うさぎ系女子はライオン系男子に翻弄されて
「ふう」
人気のない廊下の影に、わたしは王子様にハグされたまま連れていかれた。
「東雲さんの髪の毛、細いから絡まりやすいんだね」
「…っ」
うう。至近距離で話しかけないで。こんな地味なわたしなんかに。
しかもわたしの名前…なんで知ってるの?
「…どうしたの?」
「なななななんでもない、です!と、とりあえず、その…ハグをやめていただきたいです」
「なんで?」
王子服部くんは、わたしの髪の毛をほどきながら聞いてくる。
「え、その、、それは」
「この状態のほうがほどきやすいんだけど。ほら、できた」
ようやく解放された。
「ありがとうございます…」
ほてった顔を見られないようにうつむく。
「敬語じゃなくていいよ。同じクラスじゃん。仲よくしよ?」
「えっ?同じクラス?」
顔をあげる。
整った綺麗な顔がこっちを見つめていた。
ウソ。知り合いが誰一人いないショックで、クラスメートをしっかり確認してなかったみたい。また情けなくなる。
「そうだよ。
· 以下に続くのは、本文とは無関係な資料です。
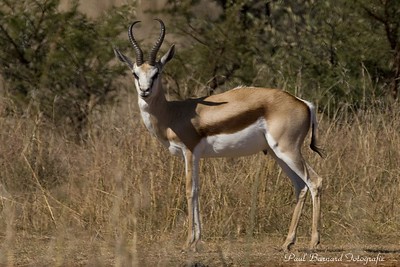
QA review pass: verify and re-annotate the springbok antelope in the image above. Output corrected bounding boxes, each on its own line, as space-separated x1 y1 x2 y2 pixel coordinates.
114 19 322 251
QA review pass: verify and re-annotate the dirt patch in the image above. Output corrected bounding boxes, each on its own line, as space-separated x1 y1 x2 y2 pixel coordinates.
0 235 400 267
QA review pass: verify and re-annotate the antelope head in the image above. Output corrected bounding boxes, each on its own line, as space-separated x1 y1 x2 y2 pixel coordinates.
114 19 175 100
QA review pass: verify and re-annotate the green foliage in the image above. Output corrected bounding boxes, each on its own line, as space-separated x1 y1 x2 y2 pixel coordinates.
0 0 135 137
161 0 400 111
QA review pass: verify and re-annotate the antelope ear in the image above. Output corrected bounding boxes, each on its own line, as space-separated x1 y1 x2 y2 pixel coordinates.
160 44 175 66
114 48 133 70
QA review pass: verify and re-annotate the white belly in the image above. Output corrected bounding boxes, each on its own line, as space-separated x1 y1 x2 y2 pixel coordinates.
196 119 268 158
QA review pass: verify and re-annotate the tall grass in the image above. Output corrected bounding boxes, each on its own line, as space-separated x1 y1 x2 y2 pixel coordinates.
0 93 400 266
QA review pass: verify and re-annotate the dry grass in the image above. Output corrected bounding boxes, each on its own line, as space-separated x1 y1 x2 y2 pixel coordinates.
0 92 400 266
0 1 400 266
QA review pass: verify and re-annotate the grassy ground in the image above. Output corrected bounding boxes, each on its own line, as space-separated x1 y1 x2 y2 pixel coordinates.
0 95 400 266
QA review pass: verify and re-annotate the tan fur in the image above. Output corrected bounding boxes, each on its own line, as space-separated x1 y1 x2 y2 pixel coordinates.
153 87 310 150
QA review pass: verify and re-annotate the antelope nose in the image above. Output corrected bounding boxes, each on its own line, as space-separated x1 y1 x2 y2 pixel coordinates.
140 88 150 97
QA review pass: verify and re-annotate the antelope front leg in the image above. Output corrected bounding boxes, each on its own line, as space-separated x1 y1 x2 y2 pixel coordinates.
183 151 201 251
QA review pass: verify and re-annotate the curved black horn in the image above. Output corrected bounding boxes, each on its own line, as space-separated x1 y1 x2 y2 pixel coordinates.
149 19 165 66
128 21 143 66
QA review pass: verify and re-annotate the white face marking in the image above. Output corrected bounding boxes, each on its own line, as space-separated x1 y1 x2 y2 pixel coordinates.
132 64 160 99
198 119 268 157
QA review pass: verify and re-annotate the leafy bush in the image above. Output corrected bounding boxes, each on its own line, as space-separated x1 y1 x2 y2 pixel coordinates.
0 0 132 138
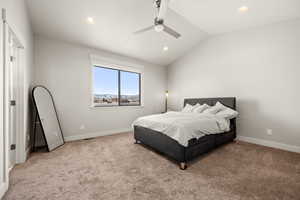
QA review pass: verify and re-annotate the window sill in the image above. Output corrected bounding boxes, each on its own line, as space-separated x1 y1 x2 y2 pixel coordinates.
90 105 144 110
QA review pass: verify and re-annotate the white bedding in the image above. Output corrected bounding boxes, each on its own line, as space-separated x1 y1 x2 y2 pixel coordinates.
133 111 230 147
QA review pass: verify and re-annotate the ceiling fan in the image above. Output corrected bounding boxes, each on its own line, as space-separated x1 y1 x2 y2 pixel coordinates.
134 0 181 39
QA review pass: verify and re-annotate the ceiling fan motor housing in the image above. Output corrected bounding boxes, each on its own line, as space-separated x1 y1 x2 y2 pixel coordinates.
153 0 161 8
154 17 164 25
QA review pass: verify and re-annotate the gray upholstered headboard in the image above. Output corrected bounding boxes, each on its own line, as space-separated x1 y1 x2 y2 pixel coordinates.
184 97 236 134
184 97 236 110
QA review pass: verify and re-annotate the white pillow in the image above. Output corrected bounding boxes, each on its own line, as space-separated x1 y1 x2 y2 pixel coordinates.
216 105 239 119
181 103 194 113
203 102 226 115
193 103 209 113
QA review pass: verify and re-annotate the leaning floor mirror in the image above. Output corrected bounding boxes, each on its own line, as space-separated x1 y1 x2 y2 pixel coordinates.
32 86 65 151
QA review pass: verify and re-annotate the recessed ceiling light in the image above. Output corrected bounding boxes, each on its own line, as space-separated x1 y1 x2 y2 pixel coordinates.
86 17 95 24
239 6 249 13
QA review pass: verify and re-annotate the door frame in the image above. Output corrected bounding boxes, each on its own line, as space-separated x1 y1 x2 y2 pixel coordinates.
0 8 27 199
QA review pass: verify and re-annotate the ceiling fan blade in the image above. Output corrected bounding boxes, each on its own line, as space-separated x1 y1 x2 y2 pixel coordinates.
133 26 154 34
157 0 169 20
164 25 181 39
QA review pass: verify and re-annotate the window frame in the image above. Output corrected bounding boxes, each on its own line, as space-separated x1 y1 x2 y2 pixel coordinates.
91 64 142 108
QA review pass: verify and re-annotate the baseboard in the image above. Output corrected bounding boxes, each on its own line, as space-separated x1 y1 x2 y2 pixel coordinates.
0 183 8 199
237 136 300 153
65 128 132 142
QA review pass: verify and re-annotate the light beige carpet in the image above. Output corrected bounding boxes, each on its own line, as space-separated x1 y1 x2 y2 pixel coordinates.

これから1年よろしくね、東雲さん」
「よろしくお願いします、王子様…あっ!」
やばい。
はずみで王子様、って…!!
どうしよう、どうしよう。
初めて会話するのに王子様呼び、キモすぎる。
またこみあげてきた恥ずかしさでどうしようもなくなって、わたしは踵を返して走り出した。
「待って!東雲さん!」
声が聞こえたけど、もう振り返ることなんてできっこない。
人見知りすぎるわたしは、いつもこんな失敗をしてばっかりだ。
始業式早々、涙が出てきて、ほっぺたを濡らした。